Middle Old Red Sandstone of Orkney, Stromness Flags
From: Mykura, W. 1976. British regional geology: Orkney and Shetland. Edinburgh, Her Majesty's Stationery Office.
The Stromness Flags are composed of what appears at first sight to be a monotonous sequence of grey and black thinly bedded, in part laminated, dolomitic siltstones, shales and subordinate thin very fine-grained sandstones. These beds have been aptly named flagstones as they are particularly suitable for the production of paving flags. Most flags are rich in ferroan dolomite, which causes them to weather to an ochreous colour. They are superbly exposed along the western seaboard of Mainland and along the north shore of Hoy, and they have been studied in detail by Fannin who has shown that the succession consists of a number of well-defined rhythmic units or ‘cycles’. Fannin (1970) has used the following stratigraphic subdivisions:
|Approximate thickness (m)||Number of cycles||Average thickness of cycles (m)|
|Upper Stromness Flags||190+||20+||8.5|
|Sandwick Fish Bed Cycle (with Sandwick Fish Bed 2.5 m above base)||55–61||1||55–61|
|Lower Stromness Flags||215||24||8.1|
|Basal breccia, conglomerate and sandstone||0–20||–||–|
The Lower Stromness Flags have been taken to be of Upper Eifelian age and the beds above the Sandwick Fish Bed have been classed as Lower Givetian (P915600; Westoll 1951; Miles and Westoll 1963). Fish remains are present throughout the sequence and they are particularly abundant and well preserved in the Sandwick Fish Bed. The fauna recorded from the various subdivisions is as follows:
- Upper Stromness Flags: Coccosteus ?, Dickosteus threiplandi Miles and Westoll, Dipterus valenciennesi, Glyptolepis paucidens and Homostius milleri.

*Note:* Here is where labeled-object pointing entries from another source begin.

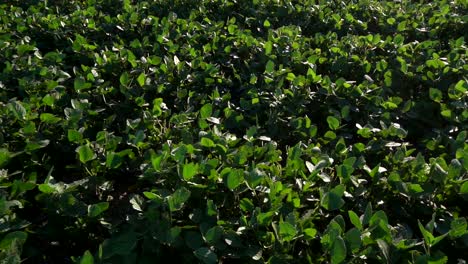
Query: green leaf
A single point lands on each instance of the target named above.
(464, 188)
(85, 153)
(385, 249)
(234, 179)
(80, 84)
(141, 79)
(11, 238)
(121, 244)
(213, 235)
(178, 198)
(124, 79)
(5, 156)
(287, 231)
(353, 239)
(87, 258)
(206, 142)
(338, 251)
(74, 136)
(458, 227)
(333, 122)
(332, 200)
(206, 255)
(189, 170)
(270, 67)
(206, 111)
(113, 160)
(18, 109)
(265, 219)
(268, 47)
(95, 210)
(46, 188)
(156, 161)
(435, 94)
(49, 118)
(354, 218)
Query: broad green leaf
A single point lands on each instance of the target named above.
(5, 157)
(189, 170)
(338, 251)
(178, 198)
(464, 188)
(33, 145)
(310, 232)
(74, 136)
(80, 84)
(246, 205)
(156, 161)
(268, 47)
(18, 109)
(213, 235)
(206, 255)
(95, 210)
(13, 237)
(435, 94)
(46, 188)
(270, 67)
(353, 239)
(330, 135)
(121, 244)
(333, 122)
(354, 218)
(385, 249)
(113, 160)
(367, 215)
(87, 258)
(85, 153)
(234, 179)
(287, 231)
(141, 79)
(458, 227)
(206, 111)
(333, 200)
(265, 219)
(49, 118)
(211, 209)
(428, 237)
(124, 79)
(206, 142)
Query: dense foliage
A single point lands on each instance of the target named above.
(287, 131)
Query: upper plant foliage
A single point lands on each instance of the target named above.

- Hoy Cycles: Dickosteus threiplandi, Dipterus sp. and Glyptolepis Sp.
- Sandwick Fish Bed Cycle: Cheiracanthus murchisoni Agassiz, Cheirolepis trailli Agassiz, Coccosteus cuspidatus, Diplacanthus striatus Agassiz, Dipterus valenciennesi, Gyroptychius agassizi, G. microlepidotus (Agassiz), Osteolepis macrolepidotus Agassiz P916222, P916223 (P916222 3), Pterichthyodes milleri (Agassiz) and Rhadinacanthus sp.
- Lower Stromness Flags: Coccosteus cuspidatus and Dipterus sp.
Large plant fragments are relatively rare and poorly preserved and the principal genera recognised are Hostimella, Thursophyton and Protopteridium. These cannot be used for accurate dating. Spores are abundant in many of the siltstones and Richardson (1965) and Fannin (1970) have recorded a large number of species. Apart from giving general support to the dating by the fossil fish, they have not so far provided any evidence for the exact age of the Stromness Flags, but may in future form the basis for a more precise stratigraphic zonation.
Basal breccias, conglomerates and sandstones
The basal beds of the Lower Stromness Flags vary greatly both in thickness and in the size of their clasts. They are well exposed on the north-western margin of the Graemsay inlier and along the shore at Ness, at the south end of the Stromness inlier (P915581). In the Yesnaby area a thin layer of basal breccia rests directly on the basement rocks which form the local hills, but along the coast thin beds of pebbly sandstone at the base of the Stromness Flags rest on the sediments of the Yesnaby Sandstone Group.
At Ness and north Graemsay the basal breccia ranges from 5 to 20 m in thickness and locally fills hollows in the old land surface. The breccia passes laterally and upward into conglomerate with small pebbles, which is interfingered with pebbly sandstones and thin lenses of sun—cracked siltstone. The breccias and conglomerates are composed of unsorted angular to subrounded boulders and cobbles of locally derived granite, granite-gneiss and, more rarely, schist, set in a matrix of arkose which in places is composed entirely of fine granite debris. At Graemsay some clasts are coated with a thin layer of interlaminated dolomite and siltstone which in places has a mammillated structure. These coatings appear to be stromatolites (Fannin 1969, p. 82). The breccias with their angular clasts are interpreted as scree and talus deposits which accumulated at the flanks of the basement hills and were later partly re-worked and rounded on the shore of the lake surrounding these hills. The stromatolite coatings of the clasts were formed in shallow water and the complete coating of pebbles suggests that the latter were being constantly rolled by waves.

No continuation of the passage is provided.